/SVM-DonorsChoose

To predict whether a Classroom Project proposal will get approved or not using linear Support Vector Classifiers.

Primary LanguageJupyter Notebook

Objective

To predict whether a Classroom Project proposal will get approved or not using linear Support Vector Classifiers.

About DonorsChoose.org

DonorsChoose.org receives hundreds of thousands of project proposals each year for classroom projects in need of funding. Right now, a large number of volunteers is needed to manually screen each submission before it's approved to be posted on the DonorsChoose.org website.

Next year, DonorsChoose.org expects to receive close to 500,000 project proposals. As a result, there are three main problems they need to solve:

  • How to scale current manual processes and resources to screen 500,000 projects so that they can be posted as quickly and as efficiently as possible.
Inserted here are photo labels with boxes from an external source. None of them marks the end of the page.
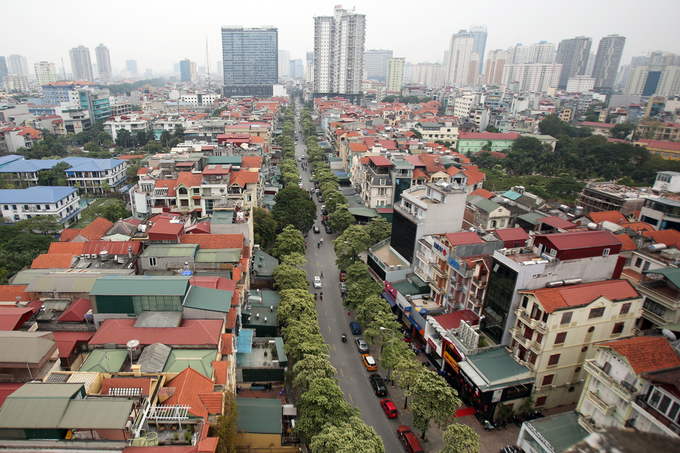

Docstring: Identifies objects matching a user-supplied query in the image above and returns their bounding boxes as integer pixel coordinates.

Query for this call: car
[397,425,423,453]
[368,374,387,396]
[349,321,361,335]
[354,337,368,354]
[361,354,378,371]
[380,398,399,418]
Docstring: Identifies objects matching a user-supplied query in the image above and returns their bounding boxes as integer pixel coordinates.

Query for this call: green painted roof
[141,244,198,258]
[183,286,234,313]
[163,349,217,379]
[207,156,243,165]
[78,349,128,373]
[90,275,190,297]
[195,249,241,263]
[525,411,589,453]
[468,348,534,391]
[236,398,283,435]
[643,267,680,288]
[58,399,133,429]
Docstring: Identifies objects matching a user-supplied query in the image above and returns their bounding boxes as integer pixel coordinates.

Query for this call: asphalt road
[295,108,404,453]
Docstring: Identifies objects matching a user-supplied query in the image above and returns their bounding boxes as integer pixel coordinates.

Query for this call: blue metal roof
[0,186,76,204]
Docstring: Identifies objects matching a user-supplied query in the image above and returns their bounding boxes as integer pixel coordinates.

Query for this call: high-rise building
[94,44,113,83]
[179,58,198,82]
[446,30,475,86]
[222,26,279,97]
[364,49,393,82]
[470,25,487,74]
[484,49,508,85]
[555,36,593,90]
[69,46,94,82]
[0,57,9,80]
[7,55,29,78]
[279,50,290,78]
[387,58,406,91]
[314,5,366,99]
[593,35,626,90]
[125,60,138,75]
[33,61,57,87]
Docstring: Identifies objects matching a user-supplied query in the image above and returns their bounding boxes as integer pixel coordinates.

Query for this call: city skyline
[0,0,680,77]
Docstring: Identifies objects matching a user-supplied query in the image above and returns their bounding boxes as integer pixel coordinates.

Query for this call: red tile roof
[163,368,215,419]
[179,234,243,249]
[90,318,223,348]
[600,337,680,374]
[520,280,640,313]
[58,298,92,322]
[31,253,75,269]
[470,187,495,200]
[80,217,113,241]
[47,242,85,256]
[0,285,30,303]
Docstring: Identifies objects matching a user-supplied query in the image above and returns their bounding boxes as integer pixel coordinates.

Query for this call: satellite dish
[661,329,677,341]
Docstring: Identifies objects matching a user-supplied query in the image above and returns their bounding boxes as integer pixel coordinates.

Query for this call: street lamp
[380,326,394,387]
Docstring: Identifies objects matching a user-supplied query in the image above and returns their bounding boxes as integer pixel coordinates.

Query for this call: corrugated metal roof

  • How to increase the consistency of project vetting across different volunteers to improve the experience for teachers.

  • How to focus volunteer time on the applications that need the most assistance.

The goal of the competition is to predict whether or not a DonorsChoose.org project proposal submitted by a teacher will be approved, using the text of project descriptions as well as additional metadata about the project, teacher, and school. DonorsChoose.org can then use this information to identify projects most likely to need further review before approval.

Data set and other details

Visit: https://www.kaggle.com/c/donorschoose-application-screening/

Result Summary

Model: Linear SVC

Set Text vectorization Hyperparameter: C AUC_Score
1 BOW 0.0001 0.713
2 TF-IDF 0.01 0.718
3 AVG-W2V 0.1 0.692
4 TFIDF-W2V 0.001 0.689
5 SVD on TF-IDF(top n components) 0.01 0.712